C. WHEREAS, the Parties wish to amend and restate the LiPlaCis Head License Agreement, including with respect to Allarity A/S’s rights and obligations under the LiPlaCis Head License Agreement, in order for Smerud to invest in Chosa in order to secure investment funding to support and advance the development of LiPlaCis in the form attached as Exhibit A (the “2022 Amended and Restated License Agreement”).

 

 

 

 

Terms

 

NOW, THEREFORE, in consideration of the foregoing and the mutual covenants and agreements of the Parties contained in this Agreement, the Parties hereby agree as follows:

 

1. FINANCIAL PAYMENTS, TERMINATION OF 2020 SUBLICENSE AGREEMENT AND EXECUTION OF 2022 AMENDED AND RESTATED LICENSE AGREEMENT.

 

1.1. Concurrent with the execution of this Agreement, LiPlasome, Allarity ApS, and Chosa have entered into the (i) 2022 Amended and Restated License Agreement and (ii) the Parties have agreed to effectuate the actions as set out in Clauses 5.

 

1.2 As contemplated by the LiPlaCis Head License Agreement, Allarity A/S received Commercialisation Proceeds (as defined in the LiPlaCis Head License Agreement) from Smerud in the amount of Norwegian Kronor (“NOK”) [***] by way of debt cancellation relating to prior work on LiPlaCis by Smerud.

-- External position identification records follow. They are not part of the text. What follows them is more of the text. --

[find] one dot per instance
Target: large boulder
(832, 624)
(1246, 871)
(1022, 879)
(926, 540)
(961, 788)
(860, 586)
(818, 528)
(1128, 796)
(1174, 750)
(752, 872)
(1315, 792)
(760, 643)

Effective as of the execution of this Agreement Allarity hereby pays to LiPlasome an amount equal to NOK [***] (the “LiPlasome Payment”) (which is fifty per cent (50%) of such Commercialisation Proceeds); it being understood that the payment of this NOK [***] amount shall be satisfied by the payment of 2,273,020 Danish Kroner.

 

1.3. As contemplated by the 2022 Amended and Restated License Agreement, each of LiPlasome and Allarity ApS shall equally share the milestone payments set forth in clause 5.2 of the 2022 Amended and Restated License Agreement.

 

1.4 Each of Smerud and Allarity covenant and agree that the 2020 Sublicense Agreement is hereby terminated in its entirety; it being understood and agreed that the provisions of Section 8.1 of the 2020 Sublicense Agreement (and the defined terms therein) shall survive without limitation.

 

2. RELEASE.

 

2.1 Allarity/Smerud. In consideration of the covenants, agreements and undertakings of Allarity and Smerud under this Agreement, each of Allarity and Smerud, on behalf of itself and its respective present and former parents, subsidiaries, Affiliates, officers, directors, shareholders, members, successors and assigns (collectively, “Releasors”) hereby releases, waives and forever discharges the other Party and its respective present and former direct and indirect, parents, subsidiaries, Affiliates, employees, officers, directors, shareholders, members, agents, representatives, permitted successors and permitted assigns (collectively, “Releasees”) of and from any and all actions, causes of action, suits, losses, liabilities, rights, debts, dues, sums of money, accounts, reckonings, obligations, costs, expenses, liens, bonds, bills, specialties, covenants, contracts, controversies, agreements, promises, variances, trespasses, damages, judgments, extents, executions, claims, and demands, of every kind and nature whatsoever, whether now known or unknown, foreseen or unforeseen, matured or unmatured, suspected or unsuspected, in law, admiralty or equity (collectively, “Claims”), which any of such Releasors ever had, now have, or hereafter can, shall, or may have against any of such Releasees for, upon, or by reason of any matter, cause, or thing whatsoever from the beginning of time through the Effective Date arising out of or relating to the 2020 Sublicense Agreement, including any breach thereof, and including with respect to any obligation to pay for any Prior Work as defined therein and contemplated under Section 13.2(d) of the 2020 Sublicense Agreement; it being understood and agreed that for clarity, Sections 3 and 4 are each excluded from the scope of the Claims under this Section 2.1.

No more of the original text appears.